Halifax Mooseheads GM Cam Russell weighs on Critchlow suspension for critical Game 6

A little regional resentment probably doesn't hurt for stoking interest in the Quebec Major Junior Hockey League, especially amid playoff fever.

The QMJHL's decision to affirm the automatic one-game suspension Halifax Mooseheads captain Cameron Critchlow received for removing the helmet of the Rimouski Océanic's Jonathan Lavoie in a fight Friday played into that. Critchlow will miss the Mooseheads' must-win Game 6 at home on Sunday on what the Mooseheads and many others believed was a bad call. It also will give people pause to wonder if  the optics — Critchlow being a key player for Halifax and Rimouski representing the best chance to have a QMJHL team in the final at a time when the league is trying to generate buzz for next month's MasterCard Memorial Cup in Shawinigan — affected the decision.

"We've heard that all before but it's something I just can't comment on," Mooseheads GM Cam Russell said by phone Sunday, a few hours before the Halifax-Rimouski puck drop.

"People think of all sorts of things and there will be lots of different opinions and different ideas."

Russell's quarrel is strictly with QMJHL disciplinary prefect Raymond Bolduc upholding officials Jeff Hopkins and Jean-Philippe Sylvain's call. (Teams cannot appeal one- to three-game suspensions during the playoffs.) Critchlow's hand did touch Lavoie's helmet as the two tussled Friday. Divining intent to remove Lavoie's headgear was daunting, to put it mildly. Russell, who was rugged defenceman in his NHL career (872 penalty minutes in 396 games), said it was a missed call.

"I think it's a good rule when you think about someone intentionally pulling another player's helmet off and then that player falls and hits his head and hurts himself," he said. "It has to be 100 per cent intent there. I've probably been involved in a hundred fights and I've never been able to get a helmet off that easily from anyone.

"If it was that easy, I might have won few more fights.

"When you're thinking about Game 6 of the playoffs, the semifinal, you got to be 100 per cent sure. I think it was a missed call by the referee and a missed call by Raymond Bolduc... I know there was no evidence pointing to Cameron Critchlow intentionally pulling the other player's helmet off."

The Mooseheads now have to regroup from a 9-0 loss on Friday without Critchlow, who's been their bellwether throughout the playoff run. The 5-foot-8 native of Summerside, P.E.I., has 12 goals and 19 points in the playoffs, including all four of their regulation-time goals in the Game 7 overtime win over the Quebec Remparts two weeks ago. He's been a superb complement to 16-year-old superstar Nathan MacKinnon, often finishing off plays initiated by the Cole Harbour comet.

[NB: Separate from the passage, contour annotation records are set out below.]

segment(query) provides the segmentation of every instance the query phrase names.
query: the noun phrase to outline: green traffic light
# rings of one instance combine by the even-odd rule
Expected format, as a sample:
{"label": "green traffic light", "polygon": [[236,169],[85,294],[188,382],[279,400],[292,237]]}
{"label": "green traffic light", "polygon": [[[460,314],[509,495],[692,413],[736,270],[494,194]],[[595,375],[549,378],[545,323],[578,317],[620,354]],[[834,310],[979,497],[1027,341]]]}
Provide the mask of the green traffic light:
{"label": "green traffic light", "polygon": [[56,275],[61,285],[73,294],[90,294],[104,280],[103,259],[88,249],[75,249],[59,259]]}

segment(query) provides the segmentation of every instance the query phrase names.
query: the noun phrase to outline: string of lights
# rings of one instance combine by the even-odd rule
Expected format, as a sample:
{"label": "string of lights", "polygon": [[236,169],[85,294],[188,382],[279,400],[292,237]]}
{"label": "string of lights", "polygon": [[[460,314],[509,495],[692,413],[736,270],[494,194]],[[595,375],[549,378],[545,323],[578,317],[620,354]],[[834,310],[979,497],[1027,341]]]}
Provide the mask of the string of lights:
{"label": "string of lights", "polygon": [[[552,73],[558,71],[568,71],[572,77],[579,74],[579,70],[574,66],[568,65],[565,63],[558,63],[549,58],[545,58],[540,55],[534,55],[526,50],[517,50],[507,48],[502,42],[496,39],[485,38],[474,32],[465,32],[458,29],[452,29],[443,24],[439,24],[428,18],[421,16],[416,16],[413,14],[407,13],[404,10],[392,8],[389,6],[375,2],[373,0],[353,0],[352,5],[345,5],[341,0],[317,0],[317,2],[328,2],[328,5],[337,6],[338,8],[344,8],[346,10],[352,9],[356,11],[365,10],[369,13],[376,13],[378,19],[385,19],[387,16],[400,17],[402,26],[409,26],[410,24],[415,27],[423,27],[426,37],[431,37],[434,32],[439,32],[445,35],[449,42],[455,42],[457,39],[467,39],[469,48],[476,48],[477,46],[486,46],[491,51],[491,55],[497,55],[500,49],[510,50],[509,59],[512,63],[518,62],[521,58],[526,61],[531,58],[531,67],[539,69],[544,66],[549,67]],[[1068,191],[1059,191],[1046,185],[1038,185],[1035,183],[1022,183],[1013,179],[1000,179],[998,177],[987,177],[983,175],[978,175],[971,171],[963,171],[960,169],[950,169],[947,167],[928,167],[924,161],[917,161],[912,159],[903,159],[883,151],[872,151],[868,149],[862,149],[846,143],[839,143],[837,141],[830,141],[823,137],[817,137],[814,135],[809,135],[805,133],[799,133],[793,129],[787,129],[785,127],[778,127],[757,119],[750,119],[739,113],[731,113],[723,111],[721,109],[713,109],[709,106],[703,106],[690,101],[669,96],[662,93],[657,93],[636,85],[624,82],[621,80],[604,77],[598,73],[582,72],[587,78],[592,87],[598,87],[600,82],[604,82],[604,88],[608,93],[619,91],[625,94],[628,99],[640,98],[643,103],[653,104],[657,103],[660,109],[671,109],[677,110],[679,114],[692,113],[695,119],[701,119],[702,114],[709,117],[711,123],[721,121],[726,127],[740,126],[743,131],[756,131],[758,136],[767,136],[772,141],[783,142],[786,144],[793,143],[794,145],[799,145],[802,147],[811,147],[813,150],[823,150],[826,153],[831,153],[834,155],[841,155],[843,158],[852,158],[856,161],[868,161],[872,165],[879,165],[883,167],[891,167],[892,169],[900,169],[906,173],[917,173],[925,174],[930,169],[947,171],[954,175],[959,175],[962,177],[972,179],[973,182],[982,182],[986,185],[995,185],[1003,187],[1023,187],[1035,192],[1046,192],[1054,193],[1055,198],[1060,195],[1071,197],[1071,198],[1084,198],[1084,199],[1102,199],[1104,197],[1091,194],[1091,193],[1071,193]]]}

It is not unheard of for a team to be galvanized by losing a veteran. When they were down 3-2 to Plymouth in the OHL's second round, the Kitchener Rangers dedicated Game 6 to overage winger Tyler Randell, who had one game left on a 10-game ban. They won that night and Randell scored four goals of his own in the series decider.

"Cameron's a huge part of our hockey team but we have a lot of other players who are capable of stepping up," Russell said. "I think it's brought our team closer. He's a guy whom, we'd like to win the game for him, so we can play again tomorrow."

The suspension has also raised questions about how long Halifax's championship window will be open. They are one of the league's youngest teams. Seven regulars are in their 16- and 17-year-old seasons. But MacKinnon, who's third among all playoff scorers with 26 points in 16 games, could have only one more season in junior. There's an obvious parallel with Rimouski when it won the President's Cup with a 17-year-old Sidney Crosby in 2004-05.

"A lot of things can happen," Russell said. "We want to be good every season. We're not just going to shoot for one particular year and then go for a three- or four-year rebuild. I think we've shown the fans that. We're going to be good next year and we're going to be good the next year [2013-14, when MacKinnon could likely be in the NHL]. That's our goal. We've got a lot of good young hockey players who are going to be here for the next two or three years."